Tree-walk interpreter for the Lox programming language from Crafting Interpreters, in Haskell.

Primary LanguageHaskellMIT LicenseMIT

Tree-walking interpreter for the lox programming language

This is a repo containing a Haskell version of the Lox interpreter from the first part of the "Crafting Interpreters" book.

Structure

All the modules so far are named after the Java classes used in the book. Scanner contains the tokeniser, Parser contains the parser, etc.

For tokenising, it just uses String everywhere because pattern matching makes this whole thing a breeze and we're unlikely to ever come across any source files large enough that switching to Text would be worth it.
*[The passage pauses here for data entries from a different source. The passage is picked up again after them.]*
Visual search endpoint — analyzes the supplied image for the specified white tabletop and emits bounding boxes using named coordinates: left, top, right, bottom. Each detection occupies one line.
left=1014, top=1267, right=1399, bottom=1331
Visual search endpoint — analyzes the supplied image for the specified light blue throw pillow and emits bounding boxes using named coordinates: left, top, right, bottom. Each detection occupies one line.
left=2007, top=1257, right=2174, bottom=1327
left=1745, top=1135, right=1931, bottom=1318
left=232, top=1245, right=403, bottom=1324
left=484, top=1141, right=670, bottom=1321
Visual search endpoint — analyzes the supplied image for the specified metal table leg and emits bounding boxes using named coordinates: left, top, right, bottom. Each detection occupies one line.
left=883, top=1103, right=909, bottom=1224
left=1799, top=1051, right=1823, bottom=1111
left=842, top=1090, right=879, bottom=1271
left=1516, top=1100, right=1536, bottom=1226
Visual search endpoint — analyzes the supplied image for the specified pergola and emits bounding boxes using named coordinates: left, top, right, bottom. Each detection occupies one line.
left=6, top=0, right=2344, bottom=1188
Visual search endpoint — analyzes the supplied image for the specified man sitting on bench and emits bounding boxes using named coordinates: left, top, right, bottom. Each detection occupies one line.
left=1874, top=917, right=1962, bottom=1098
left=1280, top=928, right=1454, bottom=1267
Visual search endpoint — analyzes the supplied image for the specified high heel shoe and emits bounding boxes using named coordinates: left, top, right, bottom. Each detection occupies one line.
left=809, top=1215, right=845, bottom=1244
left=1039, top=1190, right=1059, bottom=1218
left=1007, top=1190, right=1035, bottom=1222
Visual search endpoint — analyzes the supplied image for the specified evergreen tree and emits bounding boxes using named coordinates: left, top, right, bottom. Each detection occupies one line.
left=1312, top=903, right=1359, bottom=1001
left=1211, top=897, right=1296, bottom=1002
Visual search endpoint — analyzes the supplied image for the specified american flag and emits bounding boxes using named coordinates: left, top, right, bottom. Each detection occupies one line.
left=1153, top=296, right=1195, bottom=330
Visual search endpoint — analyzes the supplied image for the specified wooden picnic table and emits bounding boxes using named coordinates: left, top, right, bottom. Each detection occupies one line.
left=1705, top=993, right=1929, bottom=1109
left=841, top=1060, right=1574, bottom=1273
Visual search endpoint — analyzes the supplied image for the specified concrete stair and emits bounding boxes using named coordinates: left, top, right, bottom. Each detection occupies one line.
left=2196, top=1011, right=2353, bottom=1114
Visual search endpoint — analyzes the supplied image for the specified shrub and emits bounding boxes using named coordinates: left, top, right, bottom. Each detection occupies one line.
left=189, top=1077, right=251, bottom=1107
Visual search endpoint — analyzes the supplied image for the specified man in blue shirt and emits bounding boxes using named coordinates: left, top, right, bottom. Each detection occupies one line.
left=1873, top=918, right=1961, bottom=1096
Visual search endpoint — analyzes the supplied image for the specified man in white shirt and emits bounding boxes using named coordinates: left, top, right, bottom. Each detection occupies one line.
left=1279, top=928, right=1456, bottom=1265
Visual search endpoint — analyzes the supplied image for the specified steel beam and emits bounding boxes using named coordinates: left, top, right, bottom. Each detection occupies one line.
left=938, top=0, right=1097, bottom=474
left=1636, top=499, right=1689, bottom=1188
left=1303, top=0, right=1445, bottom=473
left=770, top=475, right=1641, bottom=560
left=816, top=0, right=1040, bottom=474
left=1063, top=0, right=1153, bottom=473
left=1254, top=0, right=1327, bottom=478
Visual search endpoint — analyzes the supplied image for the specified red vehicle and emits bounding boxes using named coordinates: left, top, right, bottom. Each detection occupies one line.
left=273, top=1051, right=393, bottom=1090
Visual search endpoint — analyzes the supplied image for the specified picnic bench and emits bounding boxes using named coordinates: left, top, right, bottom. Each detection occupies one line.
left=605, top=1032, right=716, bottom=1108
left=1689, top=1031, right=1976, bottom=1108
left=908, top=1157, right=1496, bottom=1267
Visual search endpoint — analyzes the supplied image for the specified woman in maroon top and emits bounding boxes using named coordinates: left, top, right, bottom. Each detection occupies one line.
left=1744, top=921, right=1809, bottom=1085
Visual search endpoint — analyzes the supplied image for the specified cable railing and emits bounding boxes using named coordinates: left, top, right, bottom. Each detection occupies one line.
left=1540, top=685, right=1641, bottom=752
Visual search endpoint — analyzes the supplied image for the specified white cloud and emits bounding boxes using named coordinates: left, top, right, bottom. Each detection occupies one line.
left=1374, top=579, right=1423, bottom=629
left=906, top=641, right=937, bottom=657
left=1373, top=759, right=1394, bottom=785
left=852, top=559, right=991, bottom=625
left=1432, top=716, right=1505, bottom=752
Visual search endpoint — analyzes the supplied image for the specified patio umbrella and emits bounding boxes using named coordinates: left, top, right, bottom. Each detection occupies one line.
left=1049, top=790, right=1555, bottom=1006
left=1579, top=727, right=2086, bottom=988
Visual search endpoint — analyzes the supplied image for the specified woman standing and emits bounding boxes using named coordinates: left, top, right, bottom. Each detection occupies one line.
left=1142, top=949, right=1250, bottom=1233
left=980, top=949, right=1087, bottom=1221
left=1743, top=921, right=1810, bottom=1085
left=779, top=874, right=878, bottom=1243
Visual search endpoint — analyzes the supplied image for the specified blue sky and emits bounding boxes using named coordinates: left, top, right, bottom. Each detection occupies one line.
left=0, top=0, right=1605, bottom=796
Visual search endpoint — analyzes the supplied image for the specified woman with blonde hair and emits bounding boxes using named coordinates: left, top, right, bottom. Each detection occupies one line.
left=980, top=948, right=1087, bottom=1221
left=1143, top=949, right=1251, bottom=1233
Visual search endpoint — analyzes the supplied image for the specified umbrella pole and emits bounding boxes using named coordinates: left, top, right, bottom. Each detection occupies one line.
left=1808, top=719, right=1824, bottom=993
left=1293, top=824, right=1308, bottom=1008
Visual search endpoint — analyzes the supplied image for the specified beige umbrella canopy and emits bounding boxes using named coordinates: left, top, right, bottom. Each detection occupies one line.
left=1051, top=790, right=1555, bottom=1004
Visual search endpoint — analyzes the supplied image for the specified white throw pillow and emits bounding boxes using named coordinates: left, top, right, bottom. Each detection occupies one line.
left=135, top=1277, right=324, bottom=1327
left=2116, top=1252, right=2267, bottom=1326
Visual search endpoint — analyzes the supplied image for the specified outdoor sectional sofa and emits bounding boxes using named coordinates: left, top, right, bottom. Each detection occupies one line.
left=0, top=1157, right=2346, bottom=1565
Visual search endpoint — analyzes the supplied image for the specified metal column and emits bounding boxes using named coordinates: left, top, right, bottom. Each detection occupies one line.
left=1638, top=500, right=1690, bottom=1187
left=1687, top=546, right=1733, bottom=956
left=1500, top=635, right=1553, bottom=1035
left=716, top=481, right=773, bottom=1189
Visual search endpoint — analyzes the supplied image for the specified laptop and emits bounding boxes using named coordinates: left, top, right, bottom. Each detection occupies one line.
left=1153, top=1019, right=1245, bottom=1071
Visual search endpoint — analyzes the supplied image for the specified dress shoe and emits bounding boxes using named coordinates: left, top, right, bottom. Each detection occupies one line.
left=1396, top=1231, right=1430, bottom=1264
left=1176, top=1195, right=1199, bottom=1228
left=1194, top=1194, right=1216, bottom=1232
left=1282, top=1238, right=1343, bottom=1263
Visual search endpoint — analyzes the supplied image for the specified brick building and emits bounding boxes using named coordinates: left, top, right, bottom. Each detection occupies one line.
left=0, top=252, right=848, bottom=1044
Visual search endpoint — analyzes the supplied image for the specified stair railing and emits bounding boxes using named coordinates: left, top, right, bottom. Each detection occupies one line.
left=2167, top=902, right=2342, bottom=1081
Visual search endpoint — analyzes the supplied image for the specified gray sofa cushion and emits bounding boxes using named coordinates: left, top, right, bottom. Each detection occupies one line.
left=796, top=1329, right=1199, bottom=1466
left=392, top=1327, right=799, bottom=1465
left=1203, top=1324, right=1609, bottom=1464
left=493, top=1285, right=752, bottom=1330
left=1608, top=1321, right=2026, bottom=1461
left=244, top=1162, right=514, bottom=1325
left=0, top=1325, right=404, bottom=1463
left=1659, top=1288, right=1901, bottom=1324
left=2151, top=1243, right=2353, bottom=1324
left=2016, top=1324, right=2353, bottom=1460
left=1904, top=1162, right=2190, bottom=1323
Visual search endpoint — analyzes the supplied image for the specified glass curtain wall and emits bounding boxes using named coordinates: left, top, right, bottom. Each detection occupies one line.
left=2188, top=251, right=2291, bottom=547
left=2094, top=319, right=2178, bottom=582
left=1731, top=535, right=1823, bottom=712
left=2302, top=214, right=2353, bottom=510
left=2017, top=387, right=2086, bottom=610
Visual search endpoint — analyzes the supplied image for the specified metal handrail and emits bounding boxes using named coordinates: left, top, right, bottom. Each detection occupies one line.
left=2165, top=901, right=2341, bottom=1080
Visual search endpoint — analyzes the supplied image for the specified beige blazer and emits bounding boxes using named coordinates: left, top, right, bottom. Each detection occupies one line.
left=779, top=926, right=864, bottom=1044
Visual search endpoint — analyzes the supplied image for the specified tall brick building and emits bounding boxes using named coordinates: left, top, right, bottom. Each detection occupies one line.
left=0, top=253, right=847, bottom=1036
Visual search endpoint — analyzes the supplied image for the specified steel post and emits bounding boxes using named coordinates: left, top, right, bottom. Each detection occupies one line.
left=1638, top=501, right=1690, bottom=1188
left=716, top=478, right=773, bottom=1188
The parser is a fairly straightforward Parsec parser, with the particularity that it operates on tokens directly rather than on characters as most tutorials do. This is because I already had a tokeniser module from the previous chapter.

The interpreter is implemented with the following types:

type Interpreter = ExceptT InterpreterError (StateT InterpreterState IO)
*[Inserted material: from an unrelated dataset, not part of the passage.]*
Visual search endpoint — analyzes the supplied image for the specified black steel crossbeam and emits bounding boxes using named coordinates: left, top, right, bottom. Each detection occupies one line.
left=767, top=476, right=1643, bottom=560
runInterpreter :: InterpreterState -> Interpreter a -> IO (Either InterpreterError a, InterpreterState)
runInterpreter st i = runStateT (runExceptT i) st

This monad stack was chosen because:

  • ExceptT allows us to throw exceptions from anywhere without having to wrap/unwrap Eithers all the time. This also matches the book, which depends on (Java) exceptions to bubble up errors and return early from functions.
  • StateT to keep state about variable bindings etc.
  • IO as base monad is required because the PRINT method is baked right into the language.

The resolver uses much the same structure as the interpreter, but with its own types. Unlike the book where the resolver directly updates maps inside the interpreter, the map with locals get returned from the resolver and fed into the interpreter.

I tried to keep the code as "Haskelly" as possible, defaulting to recursion and immutable datatypes wherever possible. The two main deviations are:

  • The fields of a LoxInstance are kept in an IORef (M.Map String RuntimeValue), to make them mutable. This is to simplify handling of long chains in Set expressions like a.b.c.d = 5;. If we were strict about using only immutable data structures, we would need to update a, b, c and d just to set a field in d. Due to the way instance lookups work, by the time we find the LoxInstance associated with d, the lookups for a, b and c are already out of scope. This way also stays closer to the book.
  • Similarly the variable bindings in an Environment are kept in a IORef (M.Map String RuntimeValue). In this case it is because the existence of closures messes up the nice linear chain of nested environments and makes it a tree instead. If we'd use immutable environments and update all "higher" environments recursively when a variable is updated, then the change to the variable would not be visible in the closures made when creating a function. Making it an IORef makes sure the changes are visible in all the environments.

Currently working on

Nothing! This repo is pretty much complete as I've implemented (almost) everything in the book. The main thing lacking is having the parser report every error instead of bailing out at the first sign of trouble. This is because I wanted to make the parser using parser combinators and I couldn't figure out how to implement recovery in my setup.